Daha fazla konuşacak gücü kalmamıştı. Gözlerini kapatmış orada öylece duruyordu. Başı hala Aras'ın omzundaydı. Ne halde olduğunu bilmek istese de isteklerinin bir anlamı yoktu. Kapalı tuttuğu gözlerini uyku işgal ederken yükseldiğini hissetti. Aras'ın kollarındaydı ve hareket ediyordu. Düşmemek için ani bir refleksle kollarını onun boynuna doladı. Bu ikiydi. Kendini güçsüz hissettiği daha doğrusu tamamen güçsüz ve savunmasız olduğu bir anda daha Aras'ın kollarındaydı. Ve yine aynı güven duygusunu hissediyordu.

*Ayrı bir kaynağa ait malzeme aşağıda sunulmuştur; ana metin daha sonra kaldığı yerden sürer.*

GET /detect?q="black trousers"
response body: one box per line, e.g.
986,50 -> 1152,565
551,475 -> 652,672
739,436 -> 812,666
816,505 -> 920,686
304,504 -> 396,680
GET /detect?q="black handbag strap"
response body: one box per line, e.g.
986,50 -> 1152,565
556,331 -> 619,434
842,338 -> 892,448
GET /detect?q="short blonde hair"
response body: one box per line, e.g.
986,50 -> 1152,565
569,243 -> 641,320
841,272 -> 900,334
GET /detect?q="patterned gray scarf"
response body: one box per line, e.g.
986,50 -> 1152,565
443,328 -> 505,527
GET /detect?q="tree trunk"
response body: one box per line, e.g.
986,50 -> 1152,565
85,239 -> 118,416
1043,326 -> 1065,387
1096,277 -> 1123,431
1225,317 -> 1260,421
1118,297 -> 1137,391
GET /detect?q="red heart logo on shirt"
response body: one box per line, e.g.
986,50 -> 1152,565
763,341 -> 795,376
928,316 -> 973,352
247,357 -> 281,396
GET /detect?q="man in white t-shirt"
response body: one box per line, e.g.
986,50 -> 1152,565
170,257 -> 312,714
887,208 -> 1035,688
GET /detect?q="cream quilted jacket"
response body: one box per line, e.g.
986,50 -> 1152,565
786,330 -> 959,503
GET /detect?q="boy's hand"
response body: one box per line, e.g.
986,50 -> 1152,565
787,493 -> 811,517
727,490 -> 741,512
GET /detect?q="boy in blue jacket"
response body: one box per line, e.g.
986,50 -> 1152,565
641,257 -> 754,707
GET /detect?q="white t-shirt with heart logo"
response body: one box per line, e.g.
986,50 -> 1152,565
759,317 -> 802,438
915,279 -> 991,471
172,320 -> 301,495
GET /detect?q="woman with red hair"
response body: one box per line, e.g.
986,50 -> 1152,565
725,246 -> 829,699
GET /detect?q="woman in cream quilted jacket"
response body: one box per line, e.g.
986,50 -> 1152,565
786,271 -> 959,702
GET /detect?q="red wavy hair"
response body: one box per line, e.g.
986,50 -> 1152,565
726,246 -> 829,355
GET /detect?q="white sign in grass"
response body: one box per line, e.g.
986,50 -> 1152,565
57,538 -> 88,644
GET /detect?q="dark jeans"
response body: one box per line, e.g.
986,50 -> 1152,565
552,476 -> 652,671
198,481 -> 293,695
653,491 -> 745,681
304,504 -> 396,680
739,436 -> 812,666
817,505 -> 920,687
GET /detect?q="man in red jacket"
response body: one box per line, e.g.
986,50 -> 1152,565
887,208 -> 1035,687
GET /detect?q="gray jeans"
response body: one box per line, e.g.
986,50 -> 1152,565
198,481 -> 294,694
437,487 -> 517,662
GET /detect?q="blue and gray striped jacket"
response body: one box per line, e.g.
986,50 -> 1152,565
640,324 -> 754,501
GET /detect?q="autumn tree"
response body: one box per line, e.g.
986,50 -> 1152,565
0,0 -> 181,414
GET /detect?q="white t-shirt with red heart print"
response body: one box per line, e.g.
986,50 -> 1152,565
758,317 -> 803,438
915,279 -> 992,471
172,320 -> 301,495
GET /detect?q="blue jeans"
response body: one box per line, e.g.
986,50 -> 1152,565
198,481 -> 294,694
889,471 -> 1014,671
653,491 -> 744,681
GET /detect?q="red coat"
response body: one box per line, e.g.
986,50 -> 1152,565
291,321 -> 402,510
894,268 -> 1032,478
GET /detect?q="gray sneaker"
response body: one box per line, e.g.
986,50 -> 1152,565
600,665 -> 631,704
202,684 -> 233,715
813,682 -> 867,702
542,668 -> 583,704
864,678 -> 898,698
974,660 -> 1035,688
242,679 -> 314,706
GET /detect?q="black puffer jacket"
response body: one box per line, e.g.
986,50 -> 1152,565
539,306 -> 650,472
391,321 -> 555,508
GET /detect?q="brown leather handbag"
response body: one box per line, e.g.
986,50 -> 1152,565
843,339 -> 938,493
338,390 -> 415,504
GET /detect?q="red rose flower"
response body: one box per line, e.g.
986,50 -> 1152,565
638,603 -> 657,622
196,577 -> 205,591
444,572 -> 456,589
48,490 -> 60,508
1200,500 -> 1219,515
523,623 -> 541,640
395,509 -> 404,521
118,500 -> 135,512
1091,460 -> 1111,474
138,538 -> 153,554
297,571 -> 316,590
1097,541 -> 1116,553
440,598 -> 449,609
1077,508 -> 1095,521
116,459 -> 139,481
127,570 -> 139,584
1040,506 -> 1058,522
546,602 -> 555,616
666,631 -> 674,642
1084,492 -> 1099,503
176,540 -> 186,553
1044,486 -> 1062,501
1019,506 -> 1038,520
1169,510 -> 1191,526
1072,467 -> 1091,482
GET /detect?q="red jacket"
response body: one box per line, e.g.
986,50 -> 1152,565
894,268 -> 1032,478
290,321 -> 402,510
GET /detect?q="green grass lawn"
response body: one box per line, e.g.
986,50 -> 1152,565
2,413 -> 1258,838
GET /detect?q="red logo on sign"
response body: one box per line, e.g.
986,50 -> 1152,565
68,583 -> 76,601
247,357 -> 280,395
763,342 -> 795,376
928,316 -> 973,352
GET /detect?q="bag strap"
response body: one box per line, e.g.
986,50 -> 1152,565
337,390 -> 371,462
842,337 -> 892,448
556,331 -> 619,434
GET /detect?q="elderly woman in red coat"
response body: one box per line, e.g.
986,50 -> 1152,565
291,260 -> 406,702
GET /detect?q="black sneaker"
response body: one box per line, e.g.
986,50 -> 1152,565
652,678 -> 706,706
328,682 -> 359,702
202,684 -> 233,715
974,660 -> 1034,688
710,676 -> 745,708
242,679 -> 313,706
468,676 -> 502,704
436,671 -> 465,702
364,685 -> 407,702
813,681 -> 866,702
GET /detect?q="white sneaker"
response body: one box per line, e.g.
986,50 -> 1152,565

Son anımsadığı da bu olmuştu.

*

Safir saatler sonra gözlerini açtığında depodaki odasındaydı. Kendini hala iyi hissetmese de daha iyi bir halde olduğu aşikardı. En azından kendi başına hareket edebilirdi. Yavaşça yataktan doğrulup duvara yaslandı. Sersem bir halde gözlerini odada gezdirirken dolabın yanındaki sandalyede oturan Aras'ı gördü. Bunu beklemiyordu. Tek olduğunu düşünmüştü.

"Günaydın."

Aras'ın sesi kıza garip gelen bir şekilde yorgun çıkmıştı. Ona karşılık vermek için ağzını açtığı sırada ağzında acı bir tat hissetti. Ne olduğunu anlayamadan koşarak banyoya geçti. Tat yoğunlaşırken kusmaya başladı. Dökülen mürekkebin rengi siyah değil, lacivertti. Karşısına çıkan bu manzara kızı ürkütmüştü. Yüzünü yıkadıktan sonra odasına döneceği sırada kapıda dikilen Aras'ı gördü. Yüzündeki endişe ortadaydı. Safir, neden bu kadar korktuğunu anlayabilmiş değildi. Neler olduğunu da anlayamadığı gibi.